The film for me is less successful than Joe's later works, which tend to build upon the previous ones and recontextualize them in fascinating ways, but Tropical Malady is nonetheless an interesting journey into the world of homosexuality and spirituality in modern-day Thailand. The first half of this diptych is my favourite.
Rewatched. Seen ten years ago without subtitles (the ultimate experience ! ahahah), i captured a bit more this time what is it about, or did i ? So personal, Weerasethakul created after 100 years of filmmaking his own genre, quite casually. The second part is quiet unique and makes you rethink everything you watched so far. The last bit with the tiger is of course to watch on a big screen in a theater only !
8/10. What starts as a blossoming romance between a soldier and a country boy abruptly turns into a dark folkloric tale of survival. TROPICAL MALADY seems to be a cautionary tale about the dangers of love, its capacity to destroy and erase our own personalities.
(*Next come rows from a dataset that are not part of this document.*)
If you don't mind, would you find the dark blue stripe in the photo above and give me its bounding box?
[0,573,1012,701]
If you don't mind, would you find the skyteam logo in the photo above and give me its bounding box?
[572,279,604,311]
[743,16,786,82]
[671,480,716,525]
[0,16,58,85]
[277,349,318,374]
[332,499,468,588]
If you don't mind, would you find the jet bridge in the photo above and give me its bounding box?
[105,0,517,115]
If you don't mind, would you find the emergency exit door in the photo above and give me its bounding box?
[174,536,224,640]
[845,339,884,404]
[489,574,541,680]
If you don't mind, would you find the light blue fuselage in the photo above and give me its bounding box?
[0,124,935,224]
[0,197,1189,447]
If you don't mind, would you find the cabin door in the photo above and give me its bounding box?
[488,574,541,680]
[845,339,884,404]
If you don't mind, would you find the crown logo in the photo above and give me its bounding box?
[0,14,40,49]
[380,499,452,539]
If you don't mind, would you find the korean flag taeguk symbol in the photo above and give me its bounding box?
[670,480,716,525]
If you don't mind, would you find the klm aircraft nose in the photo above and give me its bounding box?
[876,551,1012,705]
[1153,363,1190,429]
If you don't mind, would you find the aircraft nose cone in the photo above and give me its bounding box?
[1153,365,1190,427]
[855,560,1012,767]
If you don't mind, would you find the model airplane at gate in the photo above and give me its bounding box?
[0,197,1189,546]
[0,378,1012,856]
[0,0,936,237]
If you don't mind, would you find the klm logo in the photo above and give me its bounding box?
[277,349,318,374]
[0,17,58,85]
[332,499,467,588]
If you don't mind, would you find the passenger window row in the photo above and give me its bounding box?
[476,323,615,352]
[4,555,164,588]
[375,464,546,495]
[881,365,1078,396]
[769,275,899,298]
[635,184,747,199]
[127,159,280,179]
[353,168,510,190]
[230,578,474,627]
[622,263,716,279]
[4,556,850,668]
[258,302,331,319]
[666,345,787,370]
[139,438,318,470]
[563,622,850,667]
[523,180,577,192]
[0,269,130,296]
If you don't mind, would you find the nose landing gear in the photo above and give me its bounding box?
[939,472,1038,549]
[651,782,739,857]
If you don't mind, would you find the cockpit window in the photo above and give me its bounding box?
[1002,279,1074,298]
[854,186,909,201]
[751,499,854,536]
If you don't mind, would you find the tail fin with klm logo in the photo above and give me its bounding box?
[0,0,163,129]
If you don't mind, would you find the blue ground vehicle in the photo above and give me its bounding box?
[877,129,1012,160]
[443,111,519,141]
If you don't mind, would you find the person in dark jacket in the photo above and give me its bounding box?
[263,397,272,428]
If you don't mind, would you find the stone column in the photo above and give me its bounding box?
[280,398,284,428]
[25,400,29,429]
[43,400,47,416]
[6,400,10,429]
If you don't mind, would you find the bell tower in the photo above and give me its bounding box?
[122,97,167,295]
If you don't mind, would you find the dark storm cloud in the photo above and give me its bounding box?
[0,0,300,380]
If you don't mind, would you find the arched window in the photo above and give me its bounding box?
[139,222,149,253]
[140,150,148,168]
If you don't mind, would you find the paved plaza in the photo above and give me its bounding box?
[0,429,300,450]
Un film en deux volets très distincts qui représentent tous les deux une facette propre de la relation entre deux hommes. C'est avant tout un film construit au sens technique. En témoigne notamment la mise en abime avec la légende thaï qui guide le déroulement du deuxième volet.
High brow cinema. I can see how judges at festivals like this. The first part has all the everydayness they seem to look for in arthouse these days, and the second part gives us a poetic 'silent era aesthetic'. The abstractions make sense and the imagery is beautiful but it is a test of endurance. I preferred the second part but I see how it needed the less exciting first part.
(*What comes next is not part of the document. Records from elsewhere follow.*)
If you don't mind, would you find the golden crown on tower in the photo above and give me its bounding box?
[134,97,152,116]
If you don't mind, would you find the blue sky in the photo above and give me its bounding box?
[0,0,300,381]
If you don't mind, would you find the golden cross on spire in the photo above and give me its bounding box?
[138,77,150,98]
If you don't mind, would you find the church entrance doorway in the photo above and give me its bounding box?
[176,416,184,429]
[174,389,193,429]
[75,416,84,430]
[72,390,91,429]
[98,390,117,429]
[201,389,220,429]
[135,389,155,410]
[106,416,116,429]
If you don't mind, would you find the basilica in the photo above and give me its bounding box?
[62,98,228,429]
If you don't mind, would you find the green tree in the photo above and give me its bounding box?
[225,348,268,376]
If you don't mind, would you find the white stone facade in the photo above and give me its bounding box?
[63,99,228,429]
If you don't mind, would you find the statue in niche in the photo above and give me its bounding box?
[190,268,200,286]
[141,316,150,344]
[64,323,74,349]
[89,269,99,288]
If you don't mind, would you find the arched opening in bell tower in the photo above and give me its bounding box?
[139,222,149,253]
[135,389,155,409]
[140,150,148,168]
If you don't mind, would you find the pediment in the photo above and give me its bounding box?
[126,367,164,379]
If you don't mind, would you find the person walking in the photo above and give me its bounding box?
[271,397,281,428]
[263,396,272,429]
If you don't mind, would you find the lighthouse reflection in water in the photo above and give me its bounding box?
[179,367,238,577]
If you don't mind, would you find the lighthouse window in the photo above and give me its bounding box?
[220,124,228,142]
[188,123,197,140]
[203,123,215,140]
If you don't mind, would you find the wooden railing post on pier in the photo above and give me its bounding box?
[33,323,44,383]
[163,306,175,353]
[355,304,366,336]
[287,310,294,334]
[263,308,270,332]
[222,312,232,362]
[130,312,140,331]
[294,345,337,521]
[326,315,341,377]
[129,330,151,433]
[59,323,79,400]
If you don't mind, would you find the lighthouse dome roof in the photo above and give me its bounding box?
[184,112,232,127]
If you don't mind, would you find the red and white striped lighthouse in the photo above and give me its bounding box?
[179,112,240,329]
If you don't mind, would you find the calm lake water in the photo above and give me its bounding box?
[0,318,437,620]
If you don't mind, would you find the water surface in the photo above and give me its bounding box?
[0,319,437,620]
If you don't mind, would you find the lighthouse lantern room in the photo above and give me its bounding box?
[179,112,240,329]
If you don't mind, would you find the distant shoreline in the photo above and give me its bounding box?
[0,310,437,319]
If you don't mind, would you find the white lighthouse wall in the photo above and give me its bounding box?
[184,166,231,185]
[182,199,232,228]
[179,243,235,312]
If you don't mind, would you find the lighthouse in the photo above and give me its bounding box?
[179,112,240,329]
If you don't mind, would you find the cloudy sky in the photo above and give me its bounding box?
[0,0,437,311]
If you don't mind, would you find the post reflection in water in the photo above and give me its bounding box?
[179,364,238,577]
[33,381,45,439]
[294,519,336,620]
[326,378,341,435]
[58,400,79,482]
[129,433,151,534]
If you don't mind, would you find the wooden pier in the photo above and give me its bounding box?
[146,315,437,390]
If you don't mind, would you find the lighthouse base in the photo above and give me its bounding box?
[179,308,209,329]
At some point during this movie, I was like "this is okay, meh" but by the end I was riveted. I liked the first half and the second half in different ways but both left me wanting more — would they have benefited from being separate films? Or are they necessarily together? The first half didn't feel like A.W. to me until the second took over.
Weerasethakul's films seamlessly meld the worlds of the real with the worlds of myth and legend. Here he explores the worlds of fear and desire. Many have found the transition from the first half which is firmly rooted in the real to the second which is just as decidedly in the magical as abrupt and difficult - but its no more than the passage from waking to sleep...and from sleep to dream. A masterpiece.
Another rapturous film from Weerasethakul, this one started as a straightforward story of infatuation between two young men from different backgrounds before veering into the mystical, metaphorical jungles of folktale. I couldn't connect all the dots between the two halves but, as with Blissfully Yours, the feeling of universal love for another equals the plot. The natural soundtrack adds to the feeling of wonder.